もう一つは、学校教育的な発想で、ある文化なり、価値を相手に伝承するという考え方で職員が研修生と対応している感じです。教えよう、教えようという感じで、そうでないと教育機関でないという妙な錯覚を持っている。団体利用のプログラムの中に社会教育アワーをつくれ、そこで、所長が講話をするというようなものですね。そうでなくて、施設や建物そのものが、教育サービスをするとか、職員の振る舞いが教育サービスをする方向になるべきだと思う。親子連れのプログラムにしても、ここへ来たら家庭教育についての講義に出なくちゃいかん、ではなくて、例えば複数でお見えくださいとすればいい。そうすれば自分のところの子どもの扱いと他の家族の扱いを主体的に気づいて考える。あるいは、野外炊飯にしても、自分や家族の行動を通じて、比較したり、考えたり、競争したりという、それで親たちが家庭教育を考えるなど、ちょっとした工夫なんです。それを学校教育的な発想での教育にすると、またまた、今度は家族が来なくなる。
なお、家族であれば、今までとは違った要求が出てくるだろうと思う。例えば、各部屋にポットとお茶ぐらい置いてくれ、という家族的な要望が必ず出てくる。そのときに、青年の家は旅館じゃないと突っぱねるんじゃなくて、家族的なという今までの青年の家になかった何かを求めているんだろうなと、その一つ一つの分析があってこそ、家族プログラムがつくられていくのでしょう。

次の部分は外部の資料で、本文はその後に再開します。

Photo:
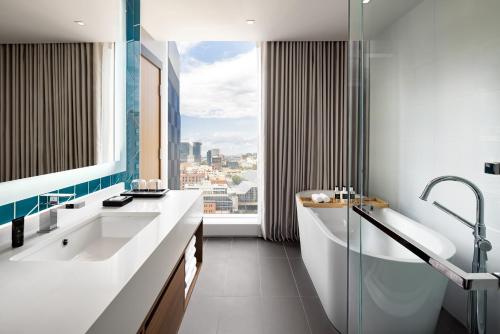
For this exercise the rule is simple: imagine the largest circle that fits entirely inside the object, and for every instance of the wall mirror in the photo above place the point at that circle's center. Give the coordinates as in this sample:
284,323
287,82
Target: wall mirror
62,88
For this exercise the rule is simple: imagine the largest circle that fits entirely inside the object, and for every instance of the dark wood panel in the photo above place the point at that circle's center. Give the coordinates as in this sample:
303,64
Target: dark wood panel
199,243
166,318
167,312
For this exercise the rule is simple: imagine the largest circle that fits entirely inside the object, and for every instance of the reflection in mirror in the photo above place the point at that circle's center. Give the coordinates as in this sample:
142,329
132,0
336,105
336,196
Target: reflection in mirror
58,91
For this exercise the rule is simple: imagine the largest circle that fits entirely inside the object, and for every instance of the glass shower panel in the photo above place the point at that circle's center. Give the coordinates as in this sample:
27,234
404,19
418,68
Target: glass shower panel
425,238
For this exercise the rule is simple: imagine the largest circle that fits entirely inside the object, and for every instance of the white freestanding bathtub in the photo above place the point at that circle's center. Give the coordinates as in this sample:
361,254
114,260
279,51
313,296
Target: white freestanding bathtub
400,293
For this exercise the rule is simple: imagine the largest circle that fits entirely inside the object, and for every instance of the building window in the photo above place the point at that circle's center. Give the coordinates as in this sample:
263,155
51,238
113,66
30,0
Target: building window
219,106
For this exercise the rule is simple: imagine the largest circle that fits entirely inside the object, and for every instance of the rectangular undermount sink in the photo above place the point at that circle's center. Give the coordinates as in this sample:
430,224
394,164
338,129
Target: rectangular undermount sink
95,240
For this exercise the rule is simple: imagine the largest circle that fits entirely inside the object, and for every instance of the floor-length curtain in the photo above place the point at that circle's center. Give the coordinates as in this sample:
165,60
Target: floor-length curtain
46,108
305,127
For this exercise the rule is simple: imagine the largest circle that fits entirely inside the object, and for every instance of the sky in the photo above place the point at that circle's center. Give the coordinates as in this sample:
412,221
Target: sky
219,95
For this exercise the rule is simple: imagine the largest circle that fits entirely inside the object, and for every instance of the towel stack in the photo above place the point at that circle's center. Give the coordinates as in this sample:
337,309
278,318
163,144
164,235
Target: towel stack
320,198
190,264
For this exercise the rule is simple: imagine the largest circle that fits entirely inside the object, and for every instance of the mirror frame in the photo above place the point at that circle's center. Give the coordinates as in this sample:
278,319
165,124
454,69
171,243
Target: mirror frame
16,190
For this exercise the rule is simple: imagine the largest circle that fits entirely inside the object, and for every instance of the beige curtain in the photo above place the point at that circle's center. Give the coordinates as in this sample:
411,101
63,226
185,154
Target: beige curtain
46,108
305,127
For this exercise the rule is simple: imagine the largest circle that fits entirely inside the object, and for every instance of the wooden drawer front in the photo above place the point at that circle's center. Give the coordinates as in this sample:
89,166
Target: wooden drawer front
167,316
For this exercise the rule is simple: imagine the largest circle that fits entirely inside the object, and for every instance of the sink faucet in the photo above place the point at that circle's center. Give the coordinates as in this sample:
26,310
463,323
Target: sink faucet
476,306
50,224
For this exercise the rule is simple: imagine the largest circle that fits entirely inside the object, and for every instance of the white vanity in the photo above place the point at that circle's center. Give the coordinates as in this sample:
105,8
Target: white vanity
104,270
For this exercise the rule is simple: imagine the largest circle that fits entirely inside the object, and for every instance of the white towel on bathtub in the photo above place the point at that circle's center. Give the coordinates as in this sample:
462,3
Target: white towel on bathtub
320,198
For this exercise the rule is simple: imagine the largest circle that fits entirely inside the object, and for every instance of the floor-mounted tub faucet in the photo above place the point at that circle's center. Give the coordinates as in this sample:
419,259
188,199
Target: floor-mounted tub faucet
477,299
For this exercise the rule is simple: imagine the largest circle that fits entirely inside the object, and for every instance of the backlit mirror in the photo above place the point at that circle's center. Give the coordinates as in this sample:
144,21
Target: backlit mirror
62,92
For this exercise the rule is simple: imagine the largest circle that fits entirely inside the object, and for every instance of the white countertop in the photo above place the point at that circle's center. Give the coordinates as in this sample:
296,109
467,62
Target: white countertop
111,296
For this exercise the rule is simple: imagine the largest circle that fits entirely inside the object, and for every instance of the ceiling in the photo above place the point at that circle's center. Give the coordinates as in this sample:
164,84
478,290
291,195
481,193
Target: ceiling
379,14
25,21
196,20
191,20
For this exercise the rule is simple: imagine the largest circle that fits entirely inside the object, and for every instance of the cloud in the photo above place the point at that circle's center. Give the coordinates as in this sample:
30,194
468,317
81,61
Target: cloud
227,142
228,88
184,47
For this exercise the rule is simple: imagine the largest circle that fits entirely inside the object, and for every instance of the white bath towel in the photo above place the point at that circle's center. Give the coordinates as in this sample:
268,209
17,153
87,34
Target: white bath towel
189,265
189,279
189,253
320,198
191,243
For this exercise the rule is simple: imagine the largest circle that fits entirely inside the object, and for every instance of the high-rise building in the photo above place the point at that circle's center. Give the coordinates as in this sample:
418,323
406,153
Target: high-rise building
197,151
212,153
209,157
184,151
217,163
174,117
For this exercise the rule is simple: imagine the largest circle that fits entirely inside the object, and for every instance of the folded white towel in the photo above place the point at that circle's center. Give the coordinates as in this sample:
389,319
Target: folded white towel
191,243
189,265
189,279
189,253
320,198
189,275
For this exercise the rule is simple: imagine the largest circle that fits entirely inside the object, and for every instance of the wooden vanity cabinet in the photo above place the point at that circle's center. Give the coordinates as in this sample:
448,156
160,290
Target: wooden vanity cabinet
166,315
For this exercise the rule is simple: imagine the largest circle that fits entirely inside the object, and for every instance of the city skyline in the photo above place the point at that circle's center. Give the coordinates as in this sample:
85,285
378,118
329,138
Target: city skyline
220,95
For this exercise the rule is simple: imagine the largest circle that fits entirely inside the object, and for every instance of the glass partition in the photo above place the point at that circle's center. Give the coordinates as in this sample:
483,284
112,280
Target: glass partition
426,91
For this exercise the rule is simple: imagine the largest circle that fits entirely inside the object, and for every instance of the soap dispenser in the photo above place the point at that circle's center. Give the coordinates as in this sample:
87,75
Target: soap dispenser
18,232
344,193
336,194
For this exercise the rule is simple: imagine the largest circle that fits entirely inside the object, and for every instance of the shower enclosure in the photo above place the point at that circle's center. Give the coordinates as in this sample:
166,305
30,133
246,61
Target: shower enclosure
424,90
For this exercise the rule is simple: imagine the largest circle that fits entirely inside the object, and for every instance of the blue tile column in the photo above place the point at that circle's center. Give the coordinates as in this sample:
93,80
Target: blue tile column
133,92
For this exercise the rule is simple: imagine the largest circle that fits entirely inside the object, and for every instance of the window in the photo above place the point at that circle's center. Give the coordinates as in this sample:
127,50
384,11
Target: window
219,106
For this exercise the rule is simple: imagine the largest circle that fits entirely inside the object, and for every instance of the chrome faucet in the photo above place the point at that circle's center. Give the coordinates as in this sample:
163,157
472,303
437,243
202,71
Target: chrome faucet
53,199
476,306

五十川 家族の人たちの使いたいという需要というか、希望というのは多いんですね。まだまだPR自身も下手ですし、十分ではないのですが、例えばうちの施設では家族単位のクラブ制度、登録制度を持っているんです。現在350組を超える家族が登録してもらっているんです。背番号制になっていまして、それで、第2,第4土曜日は、そのクラブの人たちのために予約を100人あけてあるんです。前の日でもいいですよ。何回も来ている人は、来て、その場で申込書を書いてもらって提出していく。「従前と変わりませんから、どうぞ」と言えば、ものの5分で受け入れ手続きを終わるわけですね。それで「よろしく」と。新しい家族を連れてきましたというふうに口コミによる核分裂を起こしていく。
ですから、先ほど開かれた施設にしていくというのは、1つには、そういう家族のクラブ制度みたいな方法論もあるのです。それを、うちは友の会制度と言っていまして、登録をして数年たって、子どもたちが大きくなっていくと、自動的に抜けていきます。